With funds from the Institute of Museum and Library Services (IMLS), Heritage Preservation published an important survey report, Heritage Health Index, in 2005. It included material supplied by more than 3,000 institutions – museums, historical societies, government archives, libraries, scientific organizations, and universities. Some 612 million artifacts were found to be at risk of deterioration because of improper or neglected care. That report was featured in a December, 2005, New York Times article by Lynette Clemetson, “History is Slipping Away as Collections Deteriorate.” One week later, the report was featured in a PBS broadcast by Harriet Bashar, “U.S. Museum Collections in Dire Conditions.”

 

Jane Long noted in her 2012 FAIC Oral History interview: I have to credit Larry because right after September 11th, [2001] he said, “We need to call the executive committee together to think about what can be done and how we can help,” and then we later had a full meeting of the task force and had emergency people in from New York to tell us about what had happened and that’s when we decided to do a report as well because there’s nothing like an emergency to raise awareness for preparedness.”

 

A Conservation Assessment Program (CAP), funded by IMLS, but administered by Heritage Preservation, provided assessment by professional conservators of the condition of collections and historic structures. It enabled successful applicants to focus on their most important artifacts and set priorities for their conservation. Between 1990 and 2012, 2,600 museums in all states and territories benefited from the CAP program. In 2012 alone, 101 museums participated in the conservation assessment program. In his 2012 interview, Larry explained his approach to programs such as the Conservation Assessment Program, CAP:

 

“Giving people what I call, short, medium, and long-range goals. So, if they need to replace their entire environmental system it’s not that you don’t tell them that, but you don’t make that necessarily their first priority. If they can do it, you urge them to do it. But you give them something that they can feel a sense of accomplishment, and that, more importantly, they can feel a sense of accomplishment within the overall goals of the collecting institution.” (He also noted “when we started CAP. I actually got a baseball cap done with ‘CAP your Museums.’”)

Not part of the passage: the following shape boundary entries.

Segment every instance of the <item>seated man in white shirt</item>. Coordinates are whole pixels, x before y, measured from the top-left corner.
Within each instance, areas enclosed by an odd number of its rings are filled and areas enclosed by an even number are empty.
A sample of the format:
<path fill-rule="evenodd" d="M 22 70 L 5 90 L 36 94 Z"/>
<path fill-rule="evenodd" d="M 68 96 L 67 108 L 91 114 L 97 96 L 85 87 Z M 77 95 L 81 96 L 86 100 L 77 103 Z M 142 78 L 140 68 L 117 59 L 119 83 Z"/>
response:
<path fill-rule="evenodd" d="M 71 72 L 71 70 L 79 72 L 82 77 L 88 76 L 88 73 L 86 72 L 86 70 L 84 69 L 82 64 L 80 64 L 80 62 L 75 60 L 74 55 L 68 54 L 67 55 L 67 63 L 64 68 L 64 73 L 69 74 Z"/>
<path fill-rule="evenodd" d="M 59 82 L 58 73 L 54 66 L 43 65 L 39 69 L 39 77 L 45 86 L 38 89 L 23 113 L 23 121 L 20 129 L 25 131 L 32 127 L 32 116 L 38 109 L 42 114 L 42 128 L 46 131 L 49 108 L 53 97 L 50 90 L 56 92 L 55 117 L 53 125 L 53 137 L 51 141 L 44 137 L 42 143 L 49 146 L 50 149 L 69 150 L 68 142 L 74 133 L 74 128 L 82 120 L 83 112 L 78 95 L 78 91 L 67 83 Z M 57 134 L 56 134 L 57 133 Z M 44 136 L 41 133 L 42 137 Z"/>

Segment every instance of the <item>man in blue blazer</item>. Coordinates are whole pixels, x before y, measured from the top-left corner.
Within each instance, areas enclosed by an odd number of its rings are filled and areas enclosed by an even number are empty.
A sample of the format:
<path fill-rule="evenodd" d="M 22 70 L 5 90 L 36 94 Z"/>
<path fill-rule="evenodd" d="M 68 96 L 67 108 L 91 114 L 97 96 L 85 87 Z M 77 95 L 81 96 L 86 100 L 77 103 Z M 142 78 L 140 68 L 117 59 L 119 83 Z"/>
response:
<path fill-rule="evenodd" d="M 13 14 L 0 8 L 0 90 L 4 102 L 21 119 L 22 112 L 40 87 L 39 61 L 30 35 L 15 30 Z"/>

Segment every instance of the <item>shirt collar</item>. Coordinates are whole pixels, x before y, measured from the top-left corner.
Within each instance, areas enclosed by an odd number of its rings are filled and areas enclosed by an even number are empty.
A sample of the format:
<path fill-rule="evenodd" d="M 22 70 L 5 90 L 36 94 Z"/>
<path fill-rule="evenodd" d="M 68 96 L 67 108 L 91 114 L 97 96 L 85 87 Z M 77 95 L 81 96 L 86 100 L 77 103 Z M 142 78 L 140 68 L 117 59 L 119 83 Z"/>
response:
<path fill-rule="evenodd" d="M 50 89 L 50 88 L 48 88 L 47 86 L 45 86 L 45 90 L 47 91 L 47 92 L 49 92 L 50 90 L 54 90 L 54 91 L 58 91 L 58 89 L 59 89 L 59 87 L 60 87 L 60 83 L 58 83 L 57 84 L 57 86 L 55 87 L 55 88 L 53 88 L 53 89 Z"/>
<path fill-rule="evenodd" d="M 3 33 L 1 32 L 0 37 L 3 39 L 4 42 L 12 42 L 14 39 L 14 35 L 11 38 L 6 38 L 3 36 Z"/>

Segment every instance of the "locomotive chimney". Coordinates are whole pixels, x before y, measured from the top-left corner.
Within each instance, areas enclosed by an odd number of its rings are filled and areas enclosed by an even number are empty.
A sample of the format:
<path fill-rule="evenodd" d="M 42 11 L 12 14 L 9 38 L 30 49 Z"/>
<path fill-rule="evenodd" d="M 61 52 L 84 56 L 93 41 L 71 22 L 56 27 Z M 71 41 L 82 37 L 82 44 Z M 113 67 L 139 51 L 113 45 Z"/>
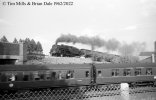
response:
<path fill-rule="evenodd" d="M 152 54 L 152 63 L 156 62 L 156 41 L 154 42 L 154 53 Z"/>

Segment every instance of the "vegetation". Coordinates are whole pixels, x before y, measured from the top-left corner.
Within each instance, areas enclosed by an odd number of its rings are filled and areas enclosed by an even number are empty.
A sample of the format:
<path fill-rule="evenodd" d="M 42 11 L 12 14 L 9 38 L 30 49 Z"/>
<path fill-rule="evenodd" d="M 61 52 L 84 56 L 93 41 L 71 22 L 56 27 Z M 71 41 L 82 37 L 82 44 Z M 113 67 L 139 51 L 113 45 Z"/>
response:
<path fill-rule="evenodd" d="M 9 42 L 5 36 L 0 39 L 0 42 Z M 10 42 L 9 42 L 10 43 Z M 34 39 L 26 38 L 25 40 L 19 39 L 19 41 L 14 38 L 12 43 L 24 43 L 27 47 L 27 59 L 34 60 L 34 59 L 42 59 L 44 57 L 43 48 L 41 43 L 38 41 L 36 42 Z"/>

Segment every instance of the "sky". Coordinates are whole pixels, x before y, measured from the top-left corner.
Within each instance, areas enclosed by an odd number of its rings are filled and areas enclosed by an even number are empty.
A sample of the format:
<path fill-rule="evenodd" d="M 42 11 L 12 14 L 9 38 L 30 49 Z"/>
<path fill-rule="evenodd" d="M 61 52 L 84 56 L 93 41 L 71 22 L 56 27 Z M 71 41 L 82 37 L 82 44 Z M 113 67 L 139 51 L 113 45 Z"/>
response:
<path fill-rule="evenodd" d="M 145 42 L 154 50 L 156 0 L 46 0 L 73 5 L 3 5 L 3 2 L 45 2 L 45 0 L 0 0 L 0 38 L 30 38 L 49 51 L 61 34 L 115 38 L 120 42 Z M 77 45 L 85 48 L 84 45 Z"/>

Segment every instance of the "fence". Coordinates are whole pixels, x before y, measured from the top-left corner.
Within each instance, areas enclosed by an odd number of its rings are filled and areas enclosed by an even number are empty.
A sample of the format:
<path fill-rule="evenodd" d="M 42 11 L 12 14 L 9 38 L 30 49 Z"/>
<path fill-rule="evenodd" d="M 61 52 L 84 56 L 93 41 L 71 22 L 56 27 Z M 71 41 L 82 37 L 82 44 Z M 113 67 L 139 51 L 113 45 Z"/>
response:
<path fill-rule="evenodd" d="M 0 94 L 0 100 L 156 100 L 155 86 L 130 87 L 120 84 L 25 90 Z"/>

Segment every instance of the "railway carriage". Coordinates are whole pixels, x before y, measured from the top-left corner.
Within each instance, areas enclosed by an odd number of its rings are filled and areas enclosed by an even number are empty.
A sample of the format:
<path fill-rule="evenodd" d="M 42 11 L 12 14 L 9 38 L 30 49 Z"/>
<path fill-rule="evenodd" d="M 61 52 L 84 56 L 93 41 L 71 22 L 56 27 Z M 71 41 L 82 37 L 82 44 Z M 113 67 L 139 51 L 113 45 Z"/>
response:
<path fill-rule="evenodd" d="M 156 64 L 0 65 L 0 90 L 129 83 L 154 85 Z"/>
<path fill-rule="evenodd" d="M 1 65 L 0 89 L 88 85 L 90 69 L 90 64 Z"/>

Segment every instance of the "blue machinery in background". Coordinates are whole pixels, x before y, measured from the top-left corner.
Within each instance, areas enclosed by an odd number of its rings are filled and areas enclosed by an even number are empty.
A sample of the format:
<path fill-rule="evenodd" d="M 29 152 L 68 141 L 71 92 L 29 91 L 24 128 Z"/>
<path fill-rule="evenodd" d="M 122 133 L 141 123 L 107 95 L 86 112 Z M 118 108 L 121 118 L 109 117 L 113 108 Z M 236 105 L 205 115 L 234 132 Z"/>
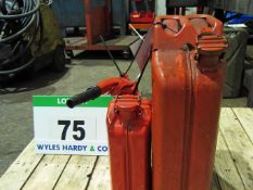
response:
<path fill-rule="evenodd" d="M 129 14 L 127 2 L 125 0 L 112 0 L 113 27 L 119 29 L 121 35 L 126 35 Z M 101 0 L 92 0 L 92 3 L 101 3 Z M 86 27 L 84 0 L 53 0 L 52 10 L 59 21 L 63 36 L 66 36 L 65 29 L 67 27 Z"/>

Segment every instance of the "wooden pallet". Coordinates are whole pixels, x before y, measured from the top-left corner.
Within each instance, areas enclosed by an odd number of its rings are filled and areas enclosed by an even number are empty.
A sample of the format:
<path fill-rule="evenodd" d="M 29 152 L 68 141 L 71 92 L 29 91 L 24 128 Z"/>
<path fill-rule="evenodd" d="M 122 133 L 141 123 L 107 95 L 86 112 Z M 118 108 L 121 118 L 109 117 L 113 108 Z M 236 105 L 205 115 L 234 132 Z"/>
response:
<path fill-rule="evenodd" d="M 40 155 L 34 142 L 0 178 L 0 190 L 110 190 L 109 159 Z M 253 190 L 253 111 L 223 109 L 212 190 Z"/>

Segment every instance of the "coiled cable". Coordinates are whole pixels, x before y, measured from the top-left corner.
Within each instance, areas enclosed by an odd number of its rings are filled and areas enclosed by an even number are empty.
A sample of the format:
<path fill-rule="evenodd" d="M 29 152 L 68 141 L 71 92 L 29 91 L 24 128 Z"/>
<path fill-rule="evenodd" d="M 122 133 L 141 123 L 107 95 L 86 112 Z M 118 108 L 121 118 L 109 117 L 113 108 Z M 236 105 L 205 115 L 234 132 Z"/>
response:
<path fill-rule="evenodd" d="M 49 3 L 43 2 L 43 3 Z M 41 50 L 43 39 L 42 20 L 39 12 L 40 0 L 0 0 L 0 46 L 10 45 L 12 52 L 0 62 L 0 75 L 21 72 L 33 64 Z M 33 28 L 33 29 L 31 29 Z M 33 31 L 33 33 L 30 33 Z M 33 58 L 26 63 L 21 58 L 29 53 L 38 40 Z M 21 46 L 25 47 L 20 48 Z"/>

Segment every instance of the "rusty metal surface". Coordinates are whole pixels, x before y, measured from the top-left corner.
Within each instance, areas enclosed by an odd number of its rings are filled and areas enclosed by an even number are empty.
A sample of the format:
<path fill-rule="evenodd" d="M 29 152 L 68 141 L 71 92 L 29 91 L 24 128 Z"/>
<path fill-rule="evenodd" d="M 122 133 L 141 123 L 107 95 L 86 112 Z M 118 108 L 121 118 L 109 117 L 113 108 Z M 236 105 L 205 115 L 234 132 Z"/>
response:
<path fill-rule="evenodd" d="M 211 189 L 226 47 L 222 23 L 211 16 L 156 18 L 153 190 Z"/>
<path fill-rule="evenodd" d="M 210 0 L 208 7 L 253 15 L 252 0 Z"/>

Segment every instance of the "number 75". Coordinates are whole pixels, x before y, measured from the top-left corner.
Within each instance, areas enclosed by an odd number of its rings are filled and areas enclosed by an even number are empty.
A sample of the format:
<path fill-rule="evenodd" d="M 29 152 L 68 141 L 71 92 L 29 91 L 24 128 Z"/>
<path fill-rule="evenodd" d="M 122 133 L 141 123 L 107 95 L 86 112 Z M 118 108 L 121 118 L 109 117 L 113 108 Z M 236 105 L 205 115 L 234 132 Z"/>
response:
<path fill-rule="evenodd" d="M 58 121 L 58 125 L 64 126 L 62 130 L 62 137 L 61 137 L 62 140 L 66 140 L 66 134 L 67 134 L 68 128 L 71 127 L 71 124 L 72 124 L 71 121 Z M 84 127 L 85 127 L 85 121 L 73 122 L 73 131 L 78 132 L 78 135 L 77 134 L 73 135 L 73 138 L 75 140 L 80 141 L 85 139 L 86 131 Z"/>

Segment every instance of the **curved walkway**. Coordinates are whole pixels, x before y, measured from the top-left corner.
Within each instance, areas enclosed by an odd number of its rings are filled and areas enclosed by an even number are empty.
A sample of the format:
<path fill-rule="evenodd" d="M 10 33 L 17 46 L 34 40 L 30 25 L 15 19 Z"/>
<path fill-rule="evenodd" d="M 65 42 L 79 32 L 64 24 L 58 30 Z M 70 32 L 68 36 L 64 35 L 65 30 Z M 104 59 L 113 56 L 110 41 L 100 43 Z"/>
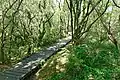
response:
<path fill-rule="evenodd" d="M 30 57 L 17 63 L 13 68 L 4 73 L 0 73 L 0 80 L 26 80 L 31 74 L 37 72 L 47 59 L 58 52 L 60 48 L 66 46 L 70 41 L 71 37 L 64 38 L 50 47 L 34 53 Z"/>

Charles Hummel noted in his memories of the NIC/Heritage Preservation: “Larry Reger did a very good job as Executive Director of Heritage Preservation. I guess IMLS saw that. That's why they entered in the contract with IMS to run CAP. CAP was an incredible success because it provided support for conservation professionals to go in and work with them and force them to look at their collections.”

 

“As a member of the National Museum Services Board 1994-2001, appointed by President Clinton, I occupied the so-called ‘Conservation Seat.’ I personally observed the great success of CAP in annually attracting overwhelming numbers of applications for the program’s available funds.”

 

“The Heritage Emergency Task Force was founded in 1995 to protect cultural heritage from the damaging effects of natural disasters or other emergencies. It grew to include forty-one national and Federal service organizations, including the Federal Emergency Management Agency.”

 

And “Heritage Preservation as an organization ended in 2015. The importance of its programs relating to conservation, preservation, and care of collections in the United States was made manifest by the fact that many of its programs were adopted by the American Institute for Conservation of Historic and Artistic Works [AIC] or by FEMA.”

 

Here are some of Larry’s precepts that he brought to his quarter-of-a-century leadership of NIC/Heritage Preservation, based on his 2012 FAIC Oral history interviews:

 

My measuring stick is in 5, 10, 15, 20 years, will people say, “It was much, much better to have done it than not to have done it.” Not that they will they say, “It was perfect.” That’s not achievable.

 

The thing we have to realize is that for emergency managers and first responders, it’s going to take real work to get their attention. We should not ask for too much of their attention because, to be honest with you, people come first, and that has to be their major focus. But if you can bring them into a museum or library or archive, they love it because— if you don’t ask for too much of their time-- it’s fascinating. They go to schools, they go to hospitals, you know, they go to businesses. But you take them behind the scenes and it’s interesting to them. But it’s not easy because it’s not really on their radar and they have such significant responsibilities that we have to be careful how much of them we ask. It’s a process; slowly Alliance for Response is forming these metropolitan and state networks and hopefully regional, at some point. I think we’ve got 17 of them now. Slowly those are growing. And it’s like with a lot of stuff we do, some are more active than others and then active ones sometimes become less active and the less active become more active.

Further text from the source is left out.